Borrowers sue Mr. Cooper for botching post-bankruptcy credit reporting

Same loan, two co-borrowers — but the credit bureaus gave very different answers

Borrowers sue Mr. Cooper for botching post-bankruptcy credit reporting

Mr. Cooper and two major credit bureaus are being sued for allegedly botching post-bankruptcy mortgage credit reporting — raising fresh compliance questions for servicers. 

The lawsuit, filed February 6 in the Northern District of Texas, names Nationstar Mortgage LLC (doing business as Mr. Cooper), Equifax Information Services LLC, and Trans Union LLC. Fred and Michelle Brunton allege the three companies violated the Fair Credit Reporting Act by failing to update their mortgage tradeline after they completed a Chapter 13 bankruptcy. 

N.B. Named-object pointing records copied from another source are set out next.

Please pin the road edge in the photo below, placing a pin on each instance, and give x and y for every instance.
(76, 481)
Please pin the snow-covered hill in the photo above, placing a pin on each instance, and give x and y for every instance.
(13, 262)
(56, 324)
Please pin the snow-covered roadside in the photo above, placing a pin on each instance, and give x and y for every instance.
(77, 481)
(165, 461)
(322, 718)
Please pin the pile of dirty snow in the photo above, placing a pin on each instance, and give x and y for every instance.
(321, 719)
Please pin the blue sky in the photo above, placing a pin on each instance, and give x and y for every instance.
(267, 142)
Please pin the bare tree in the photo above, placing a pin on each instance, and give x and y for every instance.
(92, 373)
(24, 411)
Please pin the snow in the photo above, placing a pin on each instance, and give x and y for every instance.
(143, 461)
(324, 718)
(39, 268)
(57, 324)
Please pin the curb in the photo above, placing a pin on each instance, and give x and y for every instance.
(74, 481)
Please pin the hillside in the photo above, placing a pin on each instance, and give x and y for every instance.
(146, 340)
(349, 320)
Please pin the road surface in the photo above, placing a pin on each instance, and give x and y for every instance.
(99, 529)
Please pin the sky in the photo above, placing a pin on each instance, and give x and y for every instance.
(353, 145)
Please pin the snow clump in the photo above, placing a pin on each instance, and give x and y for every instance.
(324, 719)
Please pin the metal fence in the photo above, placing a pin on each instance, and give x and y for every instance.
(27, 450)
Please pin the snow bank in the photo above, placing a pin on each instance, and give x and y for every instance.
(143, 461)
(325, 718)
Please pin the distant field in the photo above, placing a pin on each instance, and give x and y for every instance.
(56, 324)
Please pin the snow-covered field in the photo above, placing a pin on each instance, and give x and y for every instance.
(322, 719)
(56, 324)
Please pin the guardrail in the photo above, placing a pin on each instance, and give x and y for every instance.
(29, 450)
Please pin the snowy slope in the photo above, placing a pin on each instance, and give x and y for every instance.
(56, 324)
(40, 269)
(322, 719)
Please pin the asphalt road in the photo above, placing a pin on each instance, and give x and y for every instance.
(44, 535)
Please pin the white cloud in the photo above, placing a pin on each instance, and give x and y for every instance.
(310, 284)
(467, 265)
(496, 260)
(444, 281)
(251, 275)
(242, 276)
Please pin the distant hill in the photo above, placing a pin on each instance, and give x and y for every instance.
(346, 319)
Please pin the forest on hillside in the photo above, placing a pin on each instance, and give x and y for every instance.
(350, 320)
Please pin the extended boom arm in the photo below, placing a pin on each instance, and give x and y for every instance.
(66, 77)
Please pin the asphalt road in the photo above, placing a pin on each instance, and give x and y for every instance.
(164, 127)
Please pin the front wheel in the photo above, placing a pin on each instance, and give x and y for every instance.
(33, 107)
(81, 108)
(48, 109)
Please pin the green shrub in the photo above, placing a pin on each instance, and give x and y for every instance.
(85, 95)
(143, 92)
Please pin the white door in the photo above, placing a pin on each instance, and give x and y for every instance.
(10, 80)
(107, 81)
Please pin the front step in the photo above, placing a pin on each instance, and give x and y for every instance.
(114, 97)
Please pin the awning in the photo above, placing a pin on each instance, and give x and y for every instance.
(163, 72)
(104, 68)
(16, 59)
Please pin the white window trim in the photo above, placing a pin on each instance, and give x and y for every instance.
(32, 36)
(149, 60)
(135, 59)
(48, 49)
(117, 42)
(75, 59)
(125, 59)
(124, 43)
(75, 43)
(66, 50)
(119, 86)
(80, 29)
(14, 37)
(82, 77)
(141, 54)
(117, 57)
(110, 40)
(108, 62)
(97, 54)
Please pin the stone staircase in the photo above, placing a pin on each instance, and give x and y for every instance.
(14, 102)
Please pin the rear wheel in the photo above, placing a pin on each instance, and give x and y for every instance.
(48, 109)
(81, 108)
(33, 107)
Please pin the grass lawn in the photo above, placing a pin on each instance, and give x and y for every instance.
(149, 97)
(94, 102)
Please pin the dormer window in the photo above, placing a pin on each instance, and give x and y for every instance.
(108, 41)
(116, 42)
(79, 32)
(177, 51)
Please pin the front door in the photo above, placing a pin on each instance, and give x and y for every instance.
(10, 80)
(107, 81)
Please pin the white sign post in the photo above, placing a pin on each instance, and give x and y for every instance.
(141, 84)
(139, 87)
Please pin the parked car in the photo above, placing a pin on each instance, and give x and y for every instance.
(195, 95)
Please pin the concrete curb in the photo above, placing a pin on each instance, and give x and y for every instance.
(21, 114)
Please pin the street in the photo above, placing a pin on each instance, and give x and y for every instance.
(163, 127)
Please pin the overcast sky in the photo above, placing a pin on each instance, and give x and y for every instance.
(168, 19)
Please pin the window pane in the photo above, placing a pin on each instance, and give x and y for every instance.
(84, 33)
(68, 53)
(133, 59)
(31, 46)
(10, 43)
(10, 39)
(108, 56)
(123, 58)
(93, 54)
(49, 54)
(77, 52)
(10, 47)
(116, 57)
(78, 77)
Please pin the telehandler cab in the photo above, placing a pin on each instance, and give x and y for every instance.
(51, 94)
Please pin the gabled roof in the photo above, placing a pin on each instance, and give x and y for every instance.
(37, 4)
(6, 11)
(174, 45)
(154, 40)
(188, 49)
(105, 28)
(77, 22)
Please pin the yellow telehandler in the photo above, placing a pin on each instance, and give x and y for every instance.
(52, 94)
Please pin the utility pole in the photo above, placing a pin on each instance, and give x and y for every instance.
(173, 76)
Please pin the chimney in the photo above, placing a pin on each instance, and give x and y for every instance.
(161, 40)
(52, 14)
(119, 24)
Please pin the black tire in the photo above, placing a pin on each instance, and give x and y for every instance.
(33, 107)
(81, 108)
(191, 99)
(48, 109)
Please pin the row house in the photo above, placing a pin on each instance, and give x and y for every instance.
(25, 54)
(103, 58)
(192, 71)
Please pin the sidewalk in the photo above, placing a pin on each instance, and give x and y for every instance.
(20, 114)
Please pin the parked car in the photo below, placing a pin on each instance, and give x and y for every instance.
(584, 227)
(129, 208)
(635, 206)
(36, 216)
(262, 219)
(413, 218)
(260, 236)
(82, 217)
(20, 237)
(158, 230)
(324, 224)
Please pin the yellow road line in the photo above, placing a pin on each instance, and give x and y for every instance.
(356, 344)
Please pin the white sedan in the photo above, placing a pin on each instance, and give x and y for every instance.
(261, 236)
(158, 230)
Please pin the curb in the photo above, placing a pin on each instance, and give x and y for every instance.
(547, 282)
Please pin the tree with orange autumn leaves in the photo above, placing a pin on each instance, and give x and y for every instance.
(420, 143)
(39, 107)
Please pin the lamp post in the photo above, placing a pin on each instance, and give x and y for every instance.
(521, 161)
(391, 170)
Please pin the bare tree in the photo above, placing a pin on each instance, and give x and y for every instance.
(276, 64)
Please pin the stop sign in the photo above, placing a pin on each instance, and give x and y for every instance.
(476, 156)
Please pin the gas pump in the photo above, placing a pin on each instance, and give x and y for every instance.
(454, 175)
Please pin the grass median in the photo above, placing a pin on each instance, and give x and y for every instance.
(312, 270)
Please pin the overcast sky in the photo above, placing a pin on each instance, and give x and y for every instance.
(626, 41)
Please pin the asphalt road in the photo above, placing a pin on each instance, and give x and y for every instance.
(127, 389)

The Bruntons took out a mortgage in June 2017 and filed for Chapter 13 protection in October 2019. According to the lawsuit, they made timely monthly payments on the mortgage throughout the bankruptcy and received their discharge on February 14, 2025. Their home loan was excepted from the discharge — the standard treatment under federal bankruptcy law for residential mortgages. 

When the couple reviewed their credit reports in August 2025, they found that neither Equifax nor Trans Union had updated the Nationstar tradeline to reflect the completed discharge. Both bureaus allegedly continued to show the loan as open with an amount owed and kept bankruptcy-related suppression codes and remarks on the account — months after the discharge. 

The issue at the center of the case is Metro 2, the industry-standard format that governs how mortgage servicers and credit bureaus report consumer credit data. Under Metro 2 guidelines, when a borrower enters Chapter 13, the Consumer Information Indicator on their tradeline is set to "D." Once the borrower completes the bankruptcy, the furnisher is expected to submit a code of "Q," which signals the bureaus to remove all bankruptcy references and suppression codes so that the borrower's ongoing payments can be properly reflected. According to the suit, that transition never happened. 

The Bruntons say they raised the errors directly with both bureaus in September 2025. Neither allegedly corrected the reporting. Equifax, the lawsuit claims, verified the existing information without conducting what the Bruntons describe as a reasonable investigation. Trans Union's response introduced an additional wrinkle: the suit alleges that Trans Union continued reporting Michelle Brunton's tradeline with the errors intact while outright deleting Fred Brunton's tradeline — without explanation. Two co-borrowers on the same mortgage, two entirely different outcomes from the same bureau. 

Nationstar, as the furnisher of the underlying data, is also in the crosshairs. The lawsuit alleges the servicer failed to investigate the dispute properly after being notified, failed to correct its own records, and failed to prevent the continued re-reporting of inaccurate information to the bureaus. 

The Bruntons are seeking damages and injunctive relief that would require all three defendants to cooperate in correcting the credit reports. A jury trial has been requested. The case remains in its early stages, with no determination on the merits. 

The case is Brunton et al v. Equifax Information Services LLC et al, Civil Action No. 3:26-cv-326, Northern District of Texas.